As activated NF-kappaB signalling has been found to promote colorectal cancer by activating tumor growth and angiogenesis, targeting NF-kappaB has been recently focused in developing new anti- cancer drugs. It has been reported that high expression level of interleukin 1 beta (IL1beta) can activate NF-kappaB signalling pathway and consequently promote colorectal cancer development. IL1beta is mainly released from macrophages (M2 phenotype) in tumor microenvironment. Inhibiting IL1beta/NFkappaB pathway may suppress or even reverse tumor growth. So far, various approaches have been investigated for inhibiting IL1beta/NFkappaB pathway including pharmacological intervention such as use of neutralizing antibodies against IL1beta or its receptor.

However, these strategies need further investigation to evaluate their effectiveness in vivo before clinical application.
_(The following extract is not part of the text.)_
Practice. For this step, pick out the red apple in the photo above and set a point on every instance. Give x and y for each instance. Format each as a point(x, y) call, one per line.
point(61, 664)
Therefore, a novel strategy should be developed to target IKK-alpha activity which is a critical upstream regulator of NF-kappaB activation in colon cancer cells. The current study was aimed at evaluating whether siRNA mediated knockdown of IKK-alpha could effectively inhibit NF-kappaB activation and reduce cell proliferation in colon cancer cells. We also wanted to determine if administration of IKK-alpha siRNA could inhibit tumor growth in mice xenograft model. Results showed that IKK-alpha siRNA treatment efficiently reduced both basal and IL1beta induced NF-kappaB activation as well as cell proliferation in colon cancer cells. Moreover, administration of IKK-alpha siRNA significantly inhibited tumor growth in mice xenograft model. Our results suggest that down regulation of IKK-alpha expression using small interfering RNA technique might provide an effective approach for treating patients with advanced stage colorectal cancer by reducing tumor burden and improving patient survival rate.

Review about Currently Available Small molecules for inhibition of IKK-alpha

The role of c-IRAK and IKK-alpha in colorectal cancer is still largely unknown. Current evidence indicates that high levels of c-IRAK are associated with an unfavourable prognosis in CRC patients, but more studies are needed to determine if there is a correlation between IRAK and colorectal cancer progression. Specifically, whether IRAK inhibitors (Figure 4 and Table 1) could be used to treat colorectal cancer needs further investigation. There are also very few data available on interactions between IRAK1 and NFkB or interleukin 6, making it difficult to predict their relationship. Further research should focus on providing answers regarding how genetic polymorphisms affect IRAK expression and whether they predict a patient’s response to treatment. Studies involving animal models would also help us understand IRAK function better, as well as clarify its involvement in tumorigenesis. In addition, researchers should investigate whether inhibiting IRAK1 can improve chemotherapeutic agents by reducing inflammation and proliferation caused by cytokines such as IL6. Since IL6 may be involved in promoting colorectal cancer cell growth, inhibiting its effects may increase efficacy of chemotherapy drugs. Overall, more studies are needed to understand how inhibition of IRAK affects inflammatory pathways and cell signalling pathways leading to apoptosis (programmed cell death). As we begin to gain a better understanding of these processes, we will have greater insight into developing effective therapeutic strategies against colorectal cancer.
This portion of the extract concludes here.